The California State Assembly recently introduced Assembly Bill 1415, which would require hedge funds, private equity groups, venture capital groups and other investment entities to comply with the requirements and face potential enforcement under the California Health Care Quality and Affordability Act. The Act requires covered providers to lower healthcare costs, establishes reporting requirements for certain marketplace transactions and subjects covered providers to penalties for violations. Investment entities—and healthcare practices contemplating transactions with such entities—should consider the potential implications of AB 1415 on any potential market transactions that could be affected by the legislation.

The California Health Care Quality and Affordability Act

The Act was passed in 2022 in response to rising healthcare costs, with the purpose of tasking a single entity, the Office of Health Care Affordability (OHCA), part of the Department of Health Care Access and Information, with developing a comprehensive strategy for reducing such costs. That strategy includes both analyzing the healthcare market for ways to reduce cost and for any material changes in the market as well as taking corresponding enforcement actions.

Concerning costs, OHCA’s main tasks include determining drivers of spending, identifying ways to increases price transparency and, most importantly, establishing annual cost targets. OHCA establishes both statewide cost targets and sector-specific cost targets. For example, last year, OHCA approved a statewide cost target of no more than 3 percent growth in healthcare annual spending for 2025; this target will start with a 3.5 percent target in 2025 and gradually decrease to 3 percent for 2029 and beyond. OHCA assesses “healthcare entities” (currently defined as any payer, provider or fully integrated delivery system) for compliance with cost targets and may assess the following enforcement actions against noncompliant entities, in the following order:

  1. Provide technical assistance to the entity to assist it with compliance.
  2. Require or compel public testimony by the healthcare entity regarding its failure to comply with the target.
  3. Require submission and implementation of performance improvement plans, including input from OHCA.
  4. Assess administrative penalties in amounts initially commensurate with the failure to meet the targets and in escalating amounts for repeated or continuing failure to meet the targets.

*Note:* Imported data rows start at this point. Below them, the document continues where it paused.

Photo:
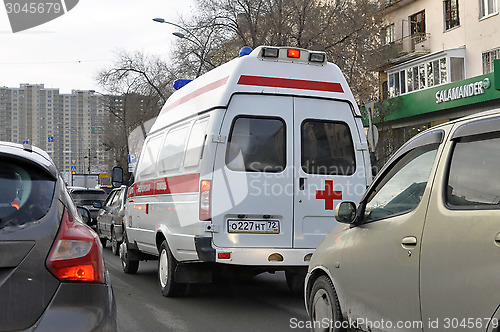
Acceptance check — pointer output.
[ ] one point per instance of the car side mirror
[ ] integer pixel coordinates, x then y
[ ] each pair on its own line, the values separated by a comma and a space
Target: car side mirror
117, 177
345, 212
84, 214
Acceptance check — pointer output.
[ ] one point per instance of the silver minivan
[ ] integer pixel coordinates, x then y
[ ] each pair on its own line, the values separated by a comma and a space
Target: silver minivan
421, 251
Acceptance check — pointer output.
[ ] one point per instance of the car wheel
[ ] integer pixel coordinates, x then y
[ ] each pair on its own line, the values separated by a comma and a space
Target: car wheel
295, 282
129, 266
103, 241
166, 268
324, 306
115, 246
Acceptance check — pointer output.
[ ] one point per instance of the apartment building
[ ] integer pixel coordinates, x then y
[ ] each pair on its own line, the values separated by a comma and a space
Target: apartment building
436, 64
70, 127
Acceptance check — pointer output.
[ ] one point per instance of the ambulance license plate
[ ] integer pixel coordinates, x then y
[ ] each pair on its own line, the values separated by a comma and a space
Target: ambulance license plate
253, 226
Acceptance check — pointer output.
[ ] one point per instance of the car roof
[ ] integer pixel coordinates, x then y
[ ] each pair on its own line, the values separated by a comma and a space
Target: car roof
30, 153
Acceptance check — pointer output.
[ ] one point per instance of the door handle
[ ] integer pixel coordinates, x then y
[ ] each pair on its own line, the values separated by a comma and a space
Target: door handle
409, 242
302, 182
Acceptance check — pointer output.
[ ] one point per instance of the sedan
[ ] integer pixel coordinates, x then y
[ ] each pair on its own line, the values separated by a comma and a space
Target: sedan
52, 274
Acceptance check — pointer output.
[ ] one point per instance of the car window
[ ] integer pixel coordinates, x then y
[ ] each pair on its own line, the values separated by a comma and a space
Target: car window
402, 187
147, 161
88, 196
474, 174
116, 199
172, 151
110, 198
26, 193
257, 144
195, 143
327, 148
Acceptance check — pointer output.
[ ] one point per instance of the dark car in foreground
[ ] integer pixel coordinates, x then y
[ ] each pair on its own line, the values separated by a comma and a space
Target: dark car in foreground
92, 199
52, 273
110, 218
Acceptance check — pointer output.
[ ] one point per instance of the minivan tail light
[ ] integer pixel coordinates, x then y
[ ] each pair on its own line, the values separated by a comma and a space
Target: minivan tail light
76, 255
293, 53
205, 194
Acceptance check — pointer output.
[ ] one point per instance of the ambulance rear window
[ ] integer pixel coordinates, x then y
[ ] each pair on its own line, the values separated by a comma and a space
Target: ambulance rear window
327, 148
257, 144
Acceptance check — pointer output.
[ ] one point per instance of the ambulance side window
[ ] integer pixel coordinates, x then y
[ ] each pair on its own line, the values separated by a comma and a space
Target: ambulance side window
257, 144
195, 143
327, 148
172, 152
147, 160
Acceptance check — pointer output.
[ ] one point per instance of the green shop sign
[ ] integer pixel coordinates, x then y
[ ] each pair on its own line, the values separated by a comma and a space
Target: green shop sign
470, 91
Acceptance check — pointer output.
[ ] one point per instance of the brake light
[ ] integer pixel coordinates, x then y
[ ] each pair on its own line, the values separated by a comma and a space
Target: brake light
76, 254
293, 53
205, 194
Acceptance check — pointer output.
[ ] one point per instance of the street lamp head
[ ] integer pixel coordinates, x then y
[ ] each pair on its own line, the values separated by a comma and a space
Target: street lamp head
179, 34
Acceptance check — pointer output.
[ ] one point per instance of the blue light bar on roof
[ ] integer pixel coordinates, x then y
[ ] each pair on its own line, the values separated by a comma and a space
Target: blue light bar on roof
180, 83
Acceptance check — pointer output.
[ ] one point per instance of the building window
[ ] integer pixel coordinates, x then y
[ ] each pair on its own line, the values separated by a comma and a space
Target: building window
390, 34
417, 23
451, 14
487, 7
488, 59
426, 75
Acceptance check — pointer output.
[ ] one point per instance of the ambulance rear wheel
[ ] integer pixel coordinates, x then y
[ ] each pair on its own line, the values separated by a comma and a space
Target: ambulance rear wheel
129, 266
166, 269
295, 282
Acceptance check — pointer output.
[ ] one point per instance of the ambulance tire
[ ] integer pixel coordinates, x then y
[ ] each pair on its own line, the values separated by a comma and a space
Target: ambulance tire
129, 266
295, 282
115, 245
166, 270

Concerning material changes in the market, the Act defines “material change” as “any change in ownership, operations, or governance for a health care entity, involving a material amount of assets of a health care entity.” Any entity about to undergo a material change must notify OHCA at least 90 days prior. Exempt from this requirement, however, are nonprofits, entities undergoing certain niche transactions and any healthcare provider that meets the statewide or certain sector-specific cost targets. Once an entity notifies OHCA, the agency will then analyze the proposed change to determine if it is likely to affect the healthcare market significantly and, if so, conduct a thorough investigation into and issue a public report on those effects.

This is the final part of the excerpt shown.